ID and the nature of science

ID and the nature of science July 8, 2014

John Walton’s discussion of Intelligent Design is a mess (The Lost World of Genesis 1). He writes, “The difficulty they face is that if there is intelligent design, there must logically be an intelligent designer” (126). That inference is not a “difficulty,” but one of the aims of the project.

He goes on, “Given the existence of a designer, it would logically be inferred that such a designer is not simply playing games or being artistic, but working with a purpose. Science is not capable of exploring a designer or his purposes” (126). Later, he adds that ID “does not contribute to the advance of scientific understanding because it does not offer an alternative that is scientifically testable and falsifiable” (126). He admits that it might contribute “a critique of the reigning paradigm” from within the scientific paradigm, but in the end it “can only offer inferences regarding science that can only be tracked currently by leaving the realm of science” (126).

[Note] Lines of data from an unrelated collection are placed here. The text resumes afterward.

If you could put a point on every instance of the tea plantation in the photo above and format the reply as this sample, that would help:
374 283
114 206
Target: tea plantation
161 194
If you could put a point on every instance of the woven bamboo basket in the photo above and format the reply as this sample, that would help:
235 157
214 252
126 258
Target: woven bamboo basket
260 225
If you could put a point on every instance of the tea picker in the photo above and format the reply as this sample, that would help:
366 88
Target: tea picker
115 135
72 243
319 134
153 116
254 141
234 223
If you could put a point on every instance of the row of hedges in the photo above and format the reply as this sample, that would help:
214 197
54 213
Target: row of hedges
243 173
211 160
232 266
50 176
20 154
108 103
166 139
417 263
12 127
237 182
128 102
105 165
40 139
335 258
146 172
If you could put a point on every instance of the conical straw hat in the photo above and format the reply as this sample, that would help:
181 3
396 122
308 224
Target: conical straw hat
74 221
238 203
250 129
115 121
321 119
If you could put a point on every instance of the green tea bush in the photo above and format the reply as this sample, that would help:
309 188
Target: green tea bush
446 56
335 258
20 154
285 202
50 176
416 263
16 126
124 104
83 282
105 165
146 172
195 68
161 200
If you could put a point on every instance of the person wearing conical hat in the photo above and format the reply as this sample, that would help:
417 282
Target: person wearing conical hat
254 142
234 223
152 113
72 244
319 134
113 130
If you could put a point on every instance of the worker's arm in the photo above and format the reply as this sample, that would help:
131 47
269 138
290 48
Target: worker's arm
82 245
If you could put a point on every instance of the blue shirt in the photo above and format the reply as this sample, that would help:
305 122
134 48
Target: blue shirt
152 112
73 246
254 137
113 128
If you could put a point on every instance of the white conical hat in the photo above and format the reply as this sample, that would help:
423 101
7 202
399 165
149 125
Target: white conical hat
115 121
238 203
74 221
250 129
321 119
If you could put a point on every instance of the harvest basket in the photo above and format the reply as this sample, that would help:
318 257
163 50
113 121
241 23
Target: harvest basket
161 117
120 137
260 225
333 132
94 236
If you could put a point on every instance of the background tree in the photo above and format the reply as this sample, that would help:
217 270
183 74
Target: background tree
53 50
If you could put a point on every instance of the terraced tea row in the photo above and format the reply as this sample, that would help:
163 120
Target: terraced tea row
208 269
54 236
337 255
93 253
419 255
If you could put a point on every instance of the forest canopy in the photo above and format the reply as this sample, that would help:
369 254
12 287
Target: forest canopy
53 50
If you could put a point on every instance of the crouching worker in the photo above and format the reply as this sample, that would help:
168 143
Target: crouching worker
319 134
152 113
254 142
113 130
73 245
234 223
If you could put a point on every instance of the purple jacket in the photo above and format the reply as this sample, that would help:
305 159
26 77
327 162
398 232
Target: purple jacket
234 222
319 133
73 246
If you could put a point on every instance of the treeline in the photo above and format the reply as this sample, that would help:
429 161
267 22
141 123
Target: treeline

But throughout Walton operates, sometimes explicitly, with a definition of science as “science-as-currently-constituted.” But that is precisely what ID challenges, and it is “unscientific” only on what it considers a truncated understanding of science that excludes purpose. The notion that even current scientific investigation rigorously excludes purpose is ludicrous on the face of it. Someone, if memory serves, once wrote a book on the selfish gene.

Walton’s own book provides sufficient reason to question not just scientific theories but the demarcations of the realm labeled “science” when he admits that the division of primary and secondary causes is “essentially unbiblical.”Walton is aware that scientific theories come and go, yet he accepts the current parameters of science as they stand. Scientific theories are variable, but the realm of what is labeled “science” is settled for the ages.